医療の勉強はたくさんしてきたのに、お金の勉強はほとんどしないまま働いてきた——。これは、私自身を含めて、多くの医療職に共通する話だと思います。
税金、保険、年金、家計。生活の土台なのに、誰も教えてくれない。そんな「お金の基礎体力」をつけるのに、私がちょうどいいと感じているのが、FP(ファイナンシャル・プランナー)3級と簿記3級という2つの入門資格です。今日はその理由を紹介します。
はじめに。この記事は一般的な学びの紹介で、特定の金融商品や投資をすすめるものではありません。また、試験の制度や内容は変わることがあるため、受験を考える際は必ず公式サイトで最新情報をご確認ください。
なぜ「資格」なのか——地図が手に入るから
お金の知識は、本やネットでも学べます。ただ、断片的に集めると、どうしても偏りや抜けが出ます。
資格のいいところは、「これだけは知っておくべき」という範囲が、体系的にまとまっていることです。合格そのものより、全体の地図が一枚手に入ることに価値があります。医療職が解剖学で体の全体像をつかむのと同じで、お金にも“解剖学”があるわけです。
FP3級:生活のお金の「全体地図」
FP3級で学ぶのは、ざっくり言うと「一生のうちに出会うお金の話、ぜんぶの入口」です。

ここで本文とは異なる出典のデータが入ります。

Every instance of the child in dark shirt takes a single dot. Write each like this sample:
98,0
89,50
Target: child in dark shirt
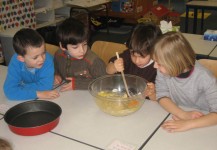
75,62
136,59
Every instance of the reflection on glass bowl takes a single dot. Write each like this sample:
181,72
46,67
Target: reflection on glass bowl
110,95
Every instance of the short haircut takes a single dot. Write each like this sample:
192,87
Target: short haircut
72,31
25,38
142,38
174,53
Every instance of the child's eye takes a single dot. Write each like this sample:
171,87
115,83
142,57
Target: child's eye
35,57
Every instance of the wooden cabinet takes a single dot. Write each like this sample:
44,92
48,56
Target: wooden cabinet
140,7
50,12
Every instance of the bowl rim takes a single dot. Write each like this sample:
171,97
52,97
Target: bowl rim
118,75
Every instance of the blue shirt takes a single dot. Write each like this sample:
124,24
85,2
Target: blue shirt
22,83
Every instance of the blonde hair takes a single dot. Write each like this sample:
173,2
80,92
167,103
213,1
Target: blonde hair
5,145
174,53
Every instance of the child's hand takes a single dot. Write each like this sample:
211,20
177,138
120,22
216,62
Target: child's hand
150,91
177,125
57,79
119,64
190,115
68,86
48,94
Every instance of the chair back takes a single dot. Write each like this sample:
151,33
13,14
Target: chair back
209,64
106,50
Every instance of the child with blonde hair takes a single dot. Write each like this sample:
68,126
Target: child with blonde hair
182,81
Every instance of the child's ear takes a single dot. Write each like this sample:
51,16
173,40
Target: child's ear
20,58
61,47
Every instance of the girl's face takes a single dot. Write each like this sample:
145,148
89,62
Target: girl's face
77,51
161,68
140,61
35,57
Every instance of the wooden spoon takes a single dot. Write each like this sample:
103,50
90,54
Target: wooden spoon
123,77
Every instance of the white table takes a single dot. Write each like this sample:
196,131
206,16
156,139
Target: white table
199,45
89,124
196,139
214,53
83,126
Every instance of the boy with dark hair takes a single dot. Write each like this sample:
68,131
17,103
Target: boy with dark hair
136,59
75,62
31,70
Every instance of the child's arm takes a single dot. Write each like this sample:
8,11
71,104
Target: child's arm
57,79
184,125
115,67
150,91
48,94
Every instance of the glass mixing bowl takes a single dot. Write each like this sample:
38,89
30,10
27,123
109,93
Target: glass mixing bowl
110,95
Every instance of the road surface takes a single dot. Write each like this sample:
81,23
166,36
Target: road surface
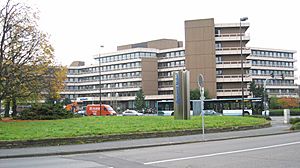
275,151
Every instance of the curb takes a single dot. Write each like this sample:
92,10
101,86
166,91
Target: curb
106,138
136,147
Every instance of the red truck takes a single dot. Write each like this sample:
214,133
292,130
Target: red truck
94,110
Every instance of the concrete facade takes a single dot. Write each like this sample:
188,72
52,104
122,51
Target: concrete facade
210,49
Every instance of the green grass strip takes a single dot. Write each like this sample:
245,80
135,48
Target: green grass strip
93,126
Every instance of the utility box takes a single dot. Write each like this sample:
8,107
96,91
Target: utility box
286,115
181,92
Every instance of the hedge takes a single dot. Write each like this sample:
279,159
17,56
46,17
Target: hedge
279,112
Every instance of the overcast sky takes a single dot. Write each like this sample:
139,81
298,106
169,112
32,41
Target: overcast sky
79,27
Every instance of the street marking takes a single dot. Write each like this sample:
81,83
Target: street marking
222,153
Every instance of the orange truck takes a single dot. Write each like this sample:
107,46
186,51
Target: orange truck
94,109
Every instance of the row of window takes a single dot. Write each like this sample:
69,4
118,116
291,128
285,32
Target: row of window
106,86
105,68
272,63
272,54
165,84
170,64
165,74
269,72
172,54
106,77
274,82
126,56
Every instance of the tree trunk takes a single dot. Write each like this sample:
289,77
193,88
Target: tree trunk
14,107
7,108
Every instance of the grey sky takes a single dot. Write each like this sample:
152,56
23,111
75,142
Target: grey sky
79,27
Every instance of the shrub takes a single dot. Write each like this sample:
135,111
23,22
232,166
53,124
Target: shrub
279,112
45,112
296,126
294,120
261,116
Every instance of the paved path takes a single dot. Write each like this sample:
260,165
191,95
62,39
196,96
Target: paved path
277,128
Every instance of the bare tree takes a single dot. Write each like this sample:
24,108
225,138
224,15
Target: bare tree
25,52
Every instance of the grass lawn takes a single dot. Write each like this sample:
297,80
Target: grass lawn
91,126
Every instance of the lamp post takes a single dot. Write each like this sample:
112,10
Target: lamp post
242,62
100,81
265,98
201,88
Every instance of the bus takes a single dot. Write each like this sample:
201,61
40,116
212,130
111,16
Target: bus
230,106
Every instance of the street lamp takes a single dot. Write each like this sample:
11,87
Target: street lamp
100,80
242,62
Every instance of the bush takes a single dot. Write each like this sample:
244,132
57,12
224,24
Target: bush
294,120
261,116
45,112
296,126
279,112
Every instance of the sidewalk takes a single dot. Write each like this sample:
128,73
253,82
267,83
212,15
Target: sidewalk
277,128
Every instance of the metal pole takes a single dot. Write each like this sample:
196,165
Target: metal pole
201,87
242,67
265,97
202,110
100,82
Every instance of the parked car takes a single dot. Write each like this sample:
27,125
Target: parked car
211,112
131,113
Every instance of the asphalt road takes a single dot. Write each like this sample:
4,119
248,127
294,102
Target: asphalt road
269,151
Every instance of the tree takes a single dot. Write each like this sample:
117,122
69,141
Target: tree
54,82
25,53
140,100
195,94
288,102
256,90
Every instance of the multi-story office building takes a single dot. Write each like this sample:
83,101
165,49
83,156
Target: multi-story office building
214,50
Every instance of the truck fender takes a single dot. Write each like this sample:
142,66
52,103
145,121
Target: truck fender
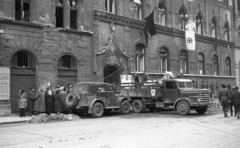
180,99
120,99
92,103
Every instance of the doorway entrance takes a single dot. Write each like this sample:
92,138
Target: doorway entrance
112,75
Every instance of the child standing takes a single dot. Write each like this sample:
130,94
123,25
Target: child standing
22,104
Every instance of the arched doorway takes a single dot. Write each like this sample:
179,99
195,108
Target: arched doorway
112,75
23,72
67,70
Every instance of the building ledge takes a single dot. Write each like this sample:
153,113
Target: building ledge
209,76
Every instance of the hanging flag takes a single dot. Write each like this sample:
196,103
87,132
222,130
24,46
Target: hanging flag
190,34
149,26
190,40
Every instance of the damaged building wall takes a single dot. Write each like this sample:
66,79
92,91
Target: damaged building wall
38,52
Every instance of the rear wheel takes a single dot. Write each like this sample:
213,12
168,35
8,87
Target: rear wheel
137,106
183,107
125,107
97,110
201,110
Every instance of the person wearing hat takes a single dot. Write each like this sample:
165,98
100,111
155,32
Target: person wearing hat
224,98
236,101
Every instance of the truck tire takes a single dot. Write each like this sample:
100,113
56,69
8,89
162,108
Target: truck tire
97,110
71,101
183,107
125,107
201,110
137,106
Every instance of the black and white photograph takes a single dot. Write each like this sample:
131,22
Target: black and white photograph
119,73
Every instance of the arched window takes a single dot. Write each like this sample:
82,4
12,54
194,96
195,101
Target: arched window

- 税金のしくみ(給与明細の中身が分かるようになる)
- 社会保険・年金(自分が何にいくら払い、何に守られているか)
- 保険の考え方(何のために・どこまで必要か)
- 資産形成・住宅・相続などの基礎
医療職に特にうれしいのは、社会保険や公的制度に強くなることです。自分の給与明細や、傷病手当金のような「いざというときの守り」が読めるようになるのは、働くうえでの安心感に直結します。
簿記3級:お金の流れを読む「文法」
一方の簿記3級は、お金の出入りを記録して読むための“文法”です。会社のお金の流れを扱う資格ですが、効き目は仕事の外にも広がります。
- 家計:収支を「流れ」でとらえられるようになる
- 副業:小さく何かを始めたとき、帳簿の考え方がそのまま使える
- 職場の見え方:病院やクリニックも経営体。「収益と費用」の目で職場を見られるようになると、組織の動きが少し立体的に見えてきます
私は、専門資格に“もう一本”を足す掛け算をおすすめしていますが、簿記はその「もう一本」として、どんな仕事とも掛け算しやすい万能選手だと感じています。
→ 専門資格+もう一本。技師を約20年やって実感した“掛け算”の効きかた
どちらから始める?
迷ったら、こんな選び方でいいと思います。
| 気になること | 向いている入口 |
|---|---|
| 給与明細・保険・年金・家計をまず分かりたい | FP3級 |
| 副業や数字の読み方、職場の経営が気になる | 簿記3級 |
| どちらも気になる | 生活に直結するFP3級から |
どちらも入門級で、専門外の社会人が独学で挑戦しやすいとされる資格です。最近は自宅近くの会場でパソコンで受けられる方式も広がっていて、以前より挑戦しやすくなっています(方式や日程は変わることがあるので、公式サイトで確認してください)。
「合格」より「読めるようになる」が目的
大事なのは、資格を取ることそのものではありません。給与明細が読める。保険を自分で考えられる。職場のお金の流れがなんとなく分かる——この“読める感覚”こそが、お金の基礎体力です。
テキストを1冊選んで、通勤や休憩のスキマ時間に少しずつ。医療職の学び方として、それで十分届く範囲です。私自身、「もっと早くやっておけばよかった学び」の筆頭がこれでした。
医療の専門性という一本に、お金の基礎というもう一本。足すのに遅すぎることはありません。気になったほうから、のぞいてみてください。
※本記事は個人の体験に基づく一般的な情報です。効果や合格を保証するものではありません。特定の金融商品・投資判断をすすめるものではなく、試験制度・内容は変わることがあるため、最新情報は各試験の公式サイトでご確認ください。